News In Brief

An order by Yasser Arafat for Palestinians to stop shooting at Israelis from densely populated areas was being ignored as violence between the two sides resulted in at least seven more deaths. The order came on the day Palestinians celebrate the symbolic declaration of statehood by Arafat in 1988 - and following a lengthy talk by phone with President Clinton. Meanwhile, a senior Arafat aide told reporters that Palestinians favor "a war of attrition" while they "encircle Israel" in the arena of international public opinion. (Story, page 1.)

The courts will be asked to rule on the validity of an order barring Sinn Fein Cabinet ministers in Northern Ireland's coalition government from meeting with their counterparts in the Irish Republic, the party said. Sinn Fein leader Gerry Adams said a complaint would be filed within 24 hours seeking to overturn Northern Ireland First Minister David Trimble's Oct. 29 ban affecting get-togethers of the North-South Ministerial Council, a forum that Catholics see as a steppingstone toward a united Ireland. Trimble issued the ban on grounds that Sinn Fein had done "nothing" to facilitate the surrender of weapons that its ally, the Irish Republican Army, agreed to in the 1998 "Good Friday" peace accord.

Today's historic visit to Vietnam by Clinton was generating more emotion than news coverage in the capital of the US's former enemy. He is to meet with the communist leadership in Hanoi and to make a locally televised speech. But his arrival, except for extra security precautions, was expected to be low-key, with few Vietnamese outside the capital even aware of the occasion - the first in peacetime by a US chief executive and the first under any circumstances since a brief stopover in South Vietnam by President Nixon in 1969. Above, a merchant in Hanoi displays flags of both nations outside her shop.

A "freeze" on peace negotiations with the Colombian government was declared by the nation's largest leftist guerrilla movement. Talks with the Revolutionary Armed Forces of Colombia (FARC) were to have resumed Tuesday. But the FARC announcement said it was suspending them until the government clamps down on right-wing paramilitary units. FARC leaders reportedly were angered by a Nov. 6 meeting between the government's interior minister and a paramilitary chief.

The final tally of votes in Egypt's parliamentary elections shrunk the majority of President Hosni Mubarak's New Democratic Party (NDP), but only by 9 percent. A series of three runoff elections gave the NDP 388 seats, easily enough to ensure that Mubarak retains his tight grip on power. Opposition parties won only 17 seats, a number equaled by "independent" candidates backed by the outlawed Muslim Brotherhood.

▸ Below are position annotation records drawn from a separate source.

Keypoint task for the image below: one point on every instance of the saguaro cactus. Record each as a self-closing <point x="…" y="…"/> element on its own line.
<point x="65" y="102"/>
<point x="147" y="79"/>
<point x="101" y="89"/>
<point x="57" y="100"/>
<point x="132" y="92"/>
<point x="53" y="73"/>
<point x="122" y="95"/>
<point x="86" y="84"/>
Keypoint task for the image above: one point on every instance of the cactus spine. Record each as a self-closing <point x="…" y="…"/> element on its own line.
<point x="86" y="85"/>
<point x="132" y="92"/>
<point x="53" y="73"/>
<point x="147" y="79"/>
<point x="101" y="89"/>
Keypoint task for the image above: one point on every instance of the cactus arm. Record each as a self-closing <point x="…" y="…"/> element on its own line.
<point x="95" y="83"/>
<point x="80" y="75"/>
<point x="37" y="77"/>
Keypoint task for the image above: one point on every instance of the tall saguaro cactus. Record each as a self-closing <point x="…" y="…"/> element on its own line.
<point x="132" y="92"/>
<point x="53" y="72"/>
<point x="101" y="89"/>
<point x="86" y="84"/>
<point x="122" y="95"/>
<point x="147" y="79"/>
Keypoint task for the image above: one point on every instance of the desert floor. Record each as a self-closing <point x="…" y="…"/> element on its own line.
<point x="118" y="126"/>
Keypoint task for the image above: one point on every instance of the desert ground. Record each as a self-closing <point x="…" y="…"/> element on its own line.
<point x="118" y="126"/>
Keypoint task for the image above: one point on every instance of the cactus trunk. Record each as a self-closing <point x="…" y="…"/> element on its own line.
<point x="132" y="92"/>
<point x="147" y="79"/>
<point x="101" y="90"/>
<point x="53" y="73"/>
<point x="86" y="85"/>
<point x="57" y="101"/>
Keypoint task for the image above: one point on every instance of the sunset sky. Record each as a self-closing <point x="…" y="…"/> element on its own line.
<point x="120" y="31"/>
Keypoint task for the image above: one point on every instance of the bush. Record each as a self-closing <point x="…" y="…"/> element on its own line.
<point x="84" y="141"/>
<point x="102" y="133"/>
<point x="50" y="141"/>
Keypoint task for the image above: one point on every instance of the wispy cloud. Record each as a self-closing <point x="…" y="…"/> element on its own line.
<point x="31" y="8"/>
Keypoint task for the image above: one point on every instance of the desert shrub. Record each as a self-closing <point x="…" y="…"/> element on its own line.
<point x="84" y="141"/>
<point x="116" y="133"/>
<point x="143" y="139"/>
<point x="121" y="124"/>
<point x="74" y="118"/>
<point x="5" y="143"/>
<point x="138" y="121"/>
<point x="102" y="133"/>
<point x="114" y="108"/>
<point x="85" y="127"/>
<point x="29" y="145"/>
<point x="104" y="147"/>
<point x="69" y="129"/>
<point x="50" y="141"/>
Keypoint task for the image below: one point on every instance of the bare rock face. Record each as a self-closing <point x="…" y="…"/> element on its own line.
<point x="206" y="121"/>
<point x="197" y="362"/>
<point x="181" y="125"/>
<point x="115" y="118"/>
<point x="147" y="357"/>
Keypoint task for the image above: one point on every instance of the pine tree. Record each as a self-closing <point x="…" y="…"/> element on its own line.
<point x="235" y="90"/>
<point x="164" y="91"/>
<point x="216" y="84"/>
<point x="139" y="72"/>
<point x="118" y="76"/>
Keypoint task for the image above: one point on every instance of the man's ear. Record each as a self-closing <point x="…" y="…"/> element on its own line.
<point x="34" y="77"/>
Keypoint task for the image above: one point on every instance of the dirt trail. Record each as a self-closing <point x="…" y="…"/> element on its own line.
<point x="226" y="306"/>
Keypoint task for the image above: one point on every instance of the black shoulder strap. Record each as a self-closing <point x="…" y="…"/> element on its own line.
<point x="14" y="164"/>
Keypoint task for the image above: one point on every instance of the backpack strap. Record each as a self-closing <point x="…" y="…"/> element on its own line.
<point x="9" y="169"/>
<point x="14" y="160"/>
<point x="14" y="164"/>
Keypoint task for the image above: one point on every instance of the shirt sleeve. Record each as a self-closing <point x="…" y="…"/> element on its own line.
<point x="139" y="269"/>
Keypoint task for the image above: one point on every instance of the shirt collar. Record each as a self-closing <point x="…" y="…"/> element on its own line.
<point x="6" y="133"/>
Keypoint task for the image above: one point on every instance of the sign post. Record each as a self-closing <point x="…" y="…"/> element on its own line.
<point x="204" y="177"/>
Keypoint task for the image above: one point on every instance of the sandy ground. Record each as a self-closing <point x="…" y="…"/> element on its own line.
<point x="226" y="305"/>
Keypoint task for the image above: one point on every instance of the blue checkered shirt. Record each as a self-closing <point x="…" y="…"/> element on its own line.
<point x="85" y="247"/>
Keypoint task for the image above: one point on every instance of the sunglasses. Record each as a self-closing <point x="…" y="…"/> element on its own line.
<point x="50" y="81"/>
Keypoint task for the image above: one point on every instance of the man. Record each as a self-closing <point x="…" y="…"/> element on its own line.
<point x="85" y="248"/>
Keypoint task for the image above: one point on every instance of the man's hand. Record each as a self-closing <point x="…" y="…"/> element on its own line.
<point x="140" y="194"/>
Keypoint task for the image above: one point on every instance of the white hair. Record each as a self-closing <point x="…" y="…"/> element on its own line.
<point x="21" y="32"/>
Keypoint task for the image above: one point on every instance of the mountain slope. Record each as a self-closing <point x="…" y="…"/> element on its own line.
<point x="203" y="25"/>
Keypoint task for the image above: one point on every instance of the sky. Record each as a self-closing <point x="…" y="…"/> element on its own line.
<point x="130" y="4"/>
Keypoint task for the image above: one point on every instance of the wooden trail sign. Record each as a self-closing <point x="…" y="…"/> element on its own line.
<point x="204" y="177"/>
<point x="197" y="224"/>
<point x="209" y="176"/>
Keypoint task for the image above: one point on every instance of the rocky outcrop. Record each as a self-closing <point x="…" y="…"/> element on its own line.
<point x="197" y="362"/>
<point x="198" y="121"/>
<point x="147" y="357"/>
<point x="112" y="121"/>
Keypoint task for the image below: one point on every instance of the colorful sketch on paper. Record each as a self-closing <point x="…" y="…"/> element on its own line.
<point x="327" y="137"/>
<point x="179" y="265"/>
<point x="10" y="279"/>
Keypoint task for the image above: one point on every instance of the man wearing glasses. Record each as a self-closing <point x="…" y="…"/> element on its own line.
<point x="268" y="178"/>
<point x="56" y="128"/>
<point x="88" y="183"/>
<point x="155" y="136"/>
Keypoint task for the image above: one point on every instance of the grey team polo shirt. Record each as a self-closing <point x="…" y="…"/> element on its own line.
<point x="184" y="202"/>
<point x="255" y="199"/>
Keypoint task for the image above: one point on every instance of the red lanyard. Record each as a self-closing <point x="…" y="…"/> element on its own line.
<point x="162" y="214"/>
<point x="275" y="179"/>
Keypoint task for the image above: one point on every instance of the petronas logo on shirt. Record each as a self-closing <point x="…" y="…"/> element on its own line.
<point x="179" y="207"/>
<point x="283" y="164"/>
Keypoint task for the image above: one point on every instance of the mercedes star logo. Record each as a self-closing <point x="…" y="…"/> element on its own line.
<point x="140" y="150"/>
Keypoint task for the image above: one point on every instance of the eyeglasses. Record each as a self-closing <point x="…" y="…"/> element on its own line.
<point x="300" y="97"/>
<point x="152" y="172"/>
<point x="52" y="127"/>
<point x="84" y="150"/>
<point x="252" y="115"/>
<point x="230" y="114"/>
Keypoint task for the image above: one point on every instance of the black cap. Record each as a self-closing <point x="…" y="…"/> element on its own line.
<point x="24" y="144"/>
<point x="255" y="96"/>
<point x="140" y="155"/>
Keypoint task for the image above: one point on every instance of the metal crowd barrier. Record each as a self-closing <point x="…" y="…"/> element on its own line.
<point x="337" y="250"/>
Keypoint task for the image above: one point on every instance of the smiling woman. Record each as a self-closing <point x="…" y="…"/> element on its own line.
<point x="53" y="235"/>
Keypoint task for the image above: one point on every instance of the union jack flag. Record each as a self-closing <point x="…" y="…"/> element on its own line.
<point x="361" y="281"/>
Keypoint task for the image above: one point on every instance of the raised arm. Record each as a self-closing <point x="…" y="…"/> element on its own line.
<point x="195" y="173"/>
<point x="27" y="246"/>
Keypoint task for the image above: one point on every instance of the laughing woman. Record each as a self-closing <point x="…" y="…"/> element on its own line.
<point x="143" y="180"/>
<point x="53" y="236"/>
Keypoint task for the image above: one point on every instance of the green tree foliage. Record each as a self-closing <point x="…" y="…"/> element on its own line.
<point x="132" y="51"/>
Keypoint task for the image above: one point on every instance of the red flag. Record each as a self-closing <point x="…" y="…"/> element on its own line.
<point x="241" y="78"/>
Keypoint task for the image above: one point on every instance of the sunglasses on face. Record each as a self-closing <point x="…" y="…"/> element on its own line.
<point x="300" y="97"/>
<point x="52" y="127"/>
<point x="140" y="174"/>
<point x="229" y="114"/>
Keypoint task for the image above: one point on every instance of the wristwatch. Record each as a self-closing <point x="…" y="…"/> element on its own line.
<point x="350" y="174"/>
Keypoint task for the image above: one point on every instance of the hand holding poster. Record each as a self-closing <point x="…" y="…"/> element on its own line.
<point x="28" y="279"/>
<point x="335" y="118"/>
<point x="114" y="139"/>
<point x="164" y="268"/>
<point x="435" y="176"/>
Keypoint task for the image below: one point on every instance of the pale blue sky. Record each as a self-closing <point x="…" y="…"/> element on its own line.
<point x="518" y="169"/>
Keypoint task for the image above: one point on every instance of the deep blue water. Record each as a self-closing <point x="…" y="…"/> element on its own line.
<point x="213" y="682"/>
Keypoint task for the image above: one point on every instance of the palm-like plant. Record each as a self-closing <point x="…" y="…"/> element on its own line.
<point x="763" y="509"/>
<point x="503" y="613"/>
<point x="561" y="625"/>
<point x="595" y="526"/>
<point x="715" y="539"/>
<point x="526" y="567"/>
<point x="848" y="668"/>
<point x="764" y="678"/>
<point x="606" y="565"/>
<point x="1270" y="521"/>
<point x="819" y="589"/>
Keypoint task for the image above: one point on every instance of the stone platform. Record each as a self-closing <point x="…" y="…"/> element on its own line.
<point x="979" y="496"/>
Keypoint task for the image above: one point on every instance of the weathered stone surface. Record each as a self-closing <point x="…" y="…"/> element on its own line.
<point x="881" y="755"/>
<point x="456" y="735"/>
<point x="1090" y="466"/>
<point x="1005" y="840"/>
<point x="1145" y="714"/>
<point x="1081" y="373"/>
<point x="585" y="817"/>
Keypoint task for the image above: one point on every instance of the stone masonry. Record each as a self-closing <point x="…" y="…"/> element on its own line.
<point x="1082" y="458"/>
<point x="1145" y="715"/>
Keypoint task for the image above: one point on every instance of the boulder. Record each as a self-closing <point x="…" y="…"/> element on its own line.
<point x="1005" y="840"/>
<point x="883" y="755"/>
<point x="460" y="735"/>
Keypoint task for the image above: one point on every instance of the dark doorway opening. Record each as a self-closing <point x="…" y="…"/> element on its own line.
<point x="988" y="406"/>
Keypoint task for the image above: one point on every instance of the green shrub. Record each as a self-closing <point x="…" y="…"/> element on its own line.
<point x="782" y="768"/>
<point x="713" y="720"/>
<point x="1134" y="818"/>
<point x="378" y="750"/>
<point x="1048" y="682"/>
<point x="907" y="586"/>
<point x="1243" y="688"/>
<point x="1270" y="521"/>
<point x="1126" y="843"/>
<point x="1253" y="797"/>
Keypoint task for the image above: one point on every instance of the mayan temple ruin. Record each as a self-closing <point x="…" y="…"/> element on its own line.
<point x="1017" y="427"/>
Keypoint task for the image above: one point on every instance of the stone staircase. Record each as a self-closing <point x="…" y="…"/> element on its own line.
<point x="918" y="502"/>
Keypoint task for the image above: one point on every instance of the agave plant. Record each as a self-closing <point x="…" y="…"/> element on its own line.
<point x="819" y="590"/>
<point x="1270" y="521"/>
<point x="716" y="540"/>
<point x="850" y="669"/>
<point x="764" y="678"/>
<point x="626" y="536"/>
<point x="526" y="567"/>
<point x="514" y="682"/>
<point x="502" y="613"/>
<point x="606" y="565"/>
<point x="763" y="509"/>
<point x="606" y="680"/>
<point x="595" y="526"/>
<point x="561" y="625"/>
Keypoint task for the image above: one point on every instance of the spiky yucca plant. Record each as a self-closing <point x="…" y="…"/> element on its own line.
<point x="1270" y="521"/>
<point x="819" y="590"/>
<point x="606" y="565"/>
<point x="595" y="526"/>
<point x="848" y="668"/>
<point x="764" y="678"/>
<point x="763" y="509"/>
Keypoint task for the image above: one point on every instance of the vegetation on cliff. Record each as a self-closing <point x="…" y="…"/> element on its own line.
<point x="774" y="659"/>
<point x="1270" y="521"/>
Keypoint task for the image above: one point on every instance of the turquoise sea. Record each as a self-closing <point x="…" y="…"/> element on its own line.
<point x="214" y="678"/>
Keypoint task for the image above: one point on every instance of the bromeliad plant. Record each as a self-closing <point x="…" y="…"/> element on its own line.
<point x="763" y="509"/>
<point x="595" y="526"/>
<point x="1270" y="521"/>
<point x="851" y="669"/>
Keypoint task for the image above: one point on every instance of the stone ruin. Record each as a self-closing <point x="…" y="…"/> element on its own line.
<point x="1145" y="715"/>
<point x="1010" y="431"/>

The acting government installed after last May's coup in Fiji is illegal, and the 1997 Constitution that was scrapped in the process remains in force, the nation's High Court ruled. But the decision will be appealed, an Army spokesman said. Elections for a new parliament are set for March 2002, and the appeals process is seen as likely to take at least that long, meaning the ruling may have no practical effect, analysts said.